Pada September 2021, sebulan setelah pasukan Amerika Serikat dan NATO menarik diri dari Afghanistan setelah perang selama dua dekade, Taliban mengumumkan bahwa anak perempuan dilarang belajar setelah kelas enam.
Mereka memperluas larangan pendidikan ini ke universitas-universitas pada bulan Desember 2022. Taliban telah menentang kecaman dan peringatan global bahwa pembatasan tersebut akan membuat mereka hampir tidak mungkin mendapatkan pengakuan sebagai penguasa sah negara tersebut.
Pekan lalu, utusan khusus PBB, Roza Otunbayeva, menyatakan keprihatinannya bahwa generasi gadis Afghanistan semakin tertinggal seiring berjalannya waktu.
Pekan lalu, seorang pejabat di Kementerian Pendidikan mengatakan anak perempuan Afghanistan dari segala usia diperbolehkan belajar di sekolah agama yang dikenal sebagai madrasah, yang secara tradisional hanya diperuntukkan bagi anak laki-laki.
Namun Otunbayeva mengatakan masih belum jelas apakah ada kurikulum standar yang mengizinkan mata pelajaran modern.

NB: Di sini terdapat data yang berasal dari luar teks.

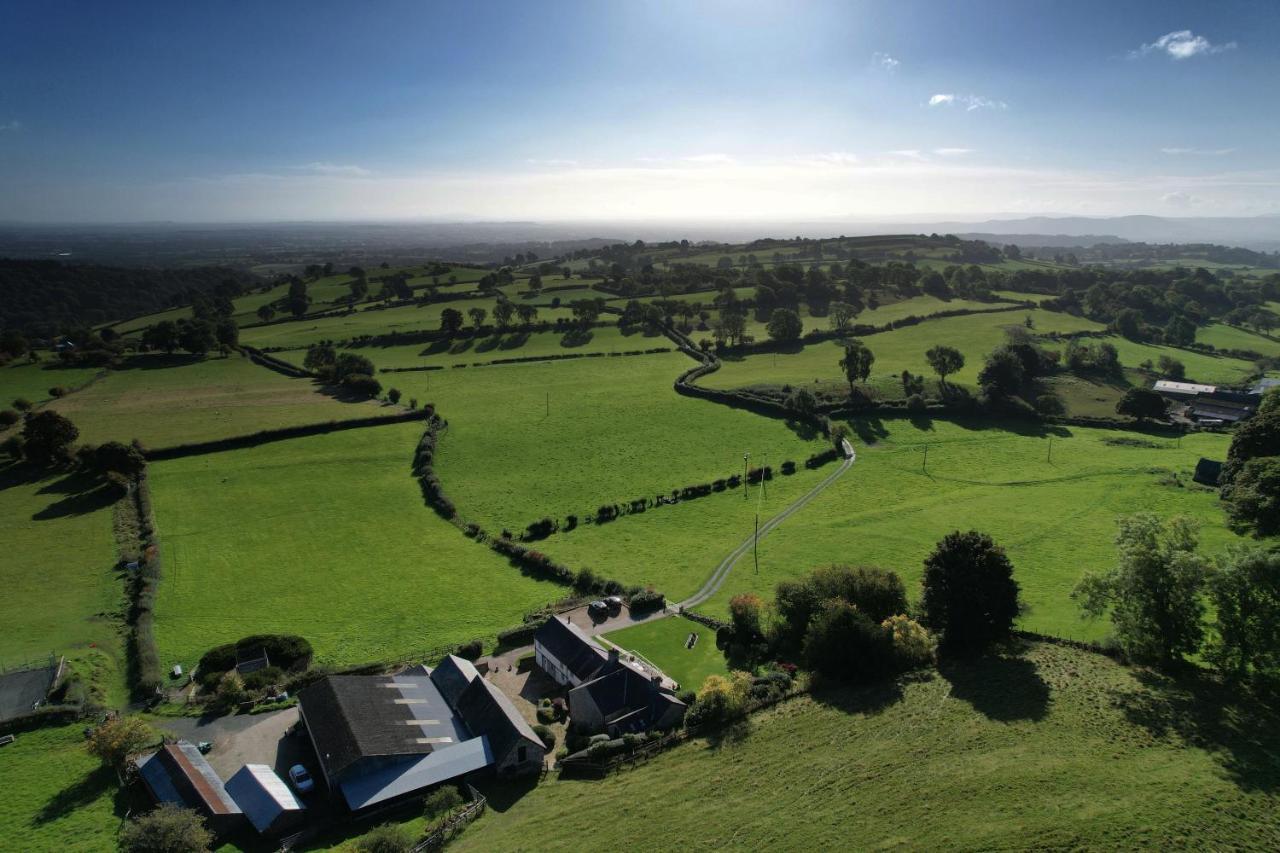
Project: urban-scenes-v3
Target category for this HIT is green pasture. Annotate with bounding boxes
[738,295,1019,343]
[1195,323,1280,359]
[705,307,1103,397]
[387,352,827,533]
[1104,336,1262,386]
[0,463,125,703]
[0,723,127,853]
[370,324,672,372]
[603,617,727,691]
[697,416,1242,641]
[992,289,1057,304]
[46,353,382,448]
[148,422,562,670]
[0,360,104,410]
[456,642,1280,851]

Bahara mempertahankan pendidikannya dan mempelajari buku pelajaran di rumah. “Lulus (kelas enam) berarti kita naik ke kelas tujuh,” katanya. “Tetapi semua teman sekelas kami menangis dan kami sangat kecewa.”

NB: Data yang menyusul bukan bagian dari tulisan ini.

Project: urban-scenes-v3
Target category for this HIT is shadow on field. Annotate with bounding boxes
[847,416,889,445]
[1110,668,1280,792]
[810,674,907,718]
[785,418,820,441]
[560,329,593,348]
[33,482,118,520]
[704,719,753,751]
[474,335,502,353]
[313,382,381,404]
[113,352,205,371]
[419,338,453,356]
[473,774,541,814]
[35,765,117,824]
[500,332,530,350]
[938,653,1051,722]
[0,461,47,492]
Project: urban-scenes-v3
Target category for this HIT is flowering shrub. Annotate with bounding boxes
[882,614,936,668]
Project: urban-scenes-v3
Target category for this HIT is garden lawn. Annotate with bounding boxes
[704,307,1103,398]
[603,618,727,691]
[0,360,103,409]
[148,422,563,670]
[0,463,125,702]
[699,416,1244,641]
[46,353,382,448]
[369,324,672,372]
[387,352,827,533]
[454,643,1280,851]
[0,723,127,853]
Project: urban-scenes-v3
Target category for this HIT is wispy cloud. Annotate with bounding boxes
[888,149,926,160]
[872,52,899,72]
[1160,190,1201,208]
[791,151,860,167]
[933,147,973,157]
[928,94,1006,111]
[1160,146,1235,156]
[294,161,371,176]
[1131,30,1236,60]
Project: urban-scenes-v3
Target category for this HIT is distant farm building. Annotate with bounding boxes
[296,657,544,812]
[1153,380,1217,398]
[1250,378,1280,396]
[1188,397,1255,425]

Tidak ada upacara wisuda untuk anak perempuan di Sekolah Bibi Razia. Di bagian lain Kabul, Setayesh Sahibzada yang berusia 13 tahun bertanya-tanya bagaimana masa depan dirinya. Dia sedih tidak bisa bersekolah lagi untuk mencapai mimpinya.
“Saya tidak bisa berdiri dengan kedua kaki saya sendiri,” katanya. “Saya ingin menjadi seorang guru. Tapi sekarang saya tidak bisa belajar, saya tidak bisa pergi ke sekolah.”

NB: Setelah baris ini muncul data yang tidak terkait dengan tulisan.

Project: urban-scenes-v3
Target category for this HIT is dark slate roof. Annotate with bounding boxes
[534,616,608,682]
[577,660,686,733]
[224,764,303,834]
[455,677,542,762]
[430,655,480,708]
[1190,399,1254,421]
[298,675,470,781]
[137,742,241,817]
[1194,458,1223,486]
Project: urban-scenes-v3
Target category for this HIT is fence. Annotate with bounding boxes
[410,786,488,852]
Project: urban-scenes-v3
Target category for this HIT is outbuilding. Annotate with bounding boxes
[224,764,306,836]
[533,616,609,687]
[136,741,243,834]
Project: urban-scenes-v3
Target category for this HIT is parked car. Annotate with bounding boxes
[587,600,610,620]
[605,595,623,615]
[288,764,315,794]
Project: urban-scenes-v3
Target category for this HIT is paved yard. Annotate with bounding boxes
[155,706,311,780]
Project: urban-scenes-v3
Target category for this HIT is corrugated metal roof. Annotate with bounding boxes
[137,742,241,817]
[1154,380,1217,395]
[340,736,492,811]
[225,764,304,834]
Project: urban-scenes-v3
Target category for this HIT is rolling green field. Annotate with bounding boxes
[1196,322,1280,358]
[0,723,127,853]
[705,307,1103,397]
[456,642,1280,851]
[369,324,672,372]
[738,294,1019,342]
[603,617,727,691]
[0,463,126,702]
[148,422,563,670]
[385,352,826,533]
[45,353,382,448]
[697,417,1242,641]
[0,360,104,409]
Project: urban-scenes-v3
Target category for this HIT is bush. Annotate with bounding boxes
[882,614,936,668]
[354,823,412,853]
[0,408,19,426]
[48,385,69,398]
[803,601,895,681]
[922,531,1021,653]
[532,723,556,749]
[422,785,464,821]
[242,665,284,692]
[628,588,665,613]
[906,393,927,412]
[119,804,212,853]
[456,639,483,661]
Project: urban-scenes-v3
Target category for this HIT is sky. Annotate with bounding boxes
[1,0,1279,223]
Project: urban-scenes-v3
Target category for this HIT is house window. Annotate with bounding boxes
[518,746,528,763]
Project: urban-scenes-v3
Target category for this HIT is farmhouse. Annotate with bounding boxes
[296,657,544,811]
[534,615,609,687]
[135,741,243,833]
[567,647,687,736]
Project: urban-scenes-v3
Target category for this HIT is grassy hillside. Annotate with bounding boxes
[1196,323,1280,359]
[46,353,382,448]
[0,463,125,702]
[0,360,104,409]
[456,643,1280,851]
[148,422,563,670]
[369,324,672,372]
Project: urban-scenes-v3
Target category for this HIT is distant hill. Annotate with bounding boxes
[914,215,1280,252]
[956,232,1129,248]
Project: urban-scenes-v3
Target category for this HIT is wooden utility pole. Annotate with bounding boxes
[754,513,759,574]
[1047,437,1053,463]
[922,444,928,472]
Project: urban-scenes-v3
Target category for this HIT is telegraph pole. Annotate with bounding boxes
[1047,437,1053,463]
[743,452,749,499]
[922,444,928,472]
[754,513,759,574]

Analis Muhammad Saleem Paigir memperingatkan bahwa mengecualikan perempuan dan anak perempuan dari pendidikan akan menjadi bencana bagi Afghanistan. “Kami memahami bahwa masyarakat buta huruf tidak akan pernah bisa bebas dan sejahtera,” katanya.
Taliban telah melarang perempuan memasuki banyak ruang publik dan sebagian besar pekerjaan, namun membatasi perempuan di rumah saja. (AP)
Editor : Sabar Subekti
Korban Pelecehan Desak Vatikan Globalkan Kebijakan Tanpa Tol...
ROMA, SATUHARAPAN.COM-Korban pelecehan seksual oleh pastor Katolik mendesak Vatikan pada hari Senin ...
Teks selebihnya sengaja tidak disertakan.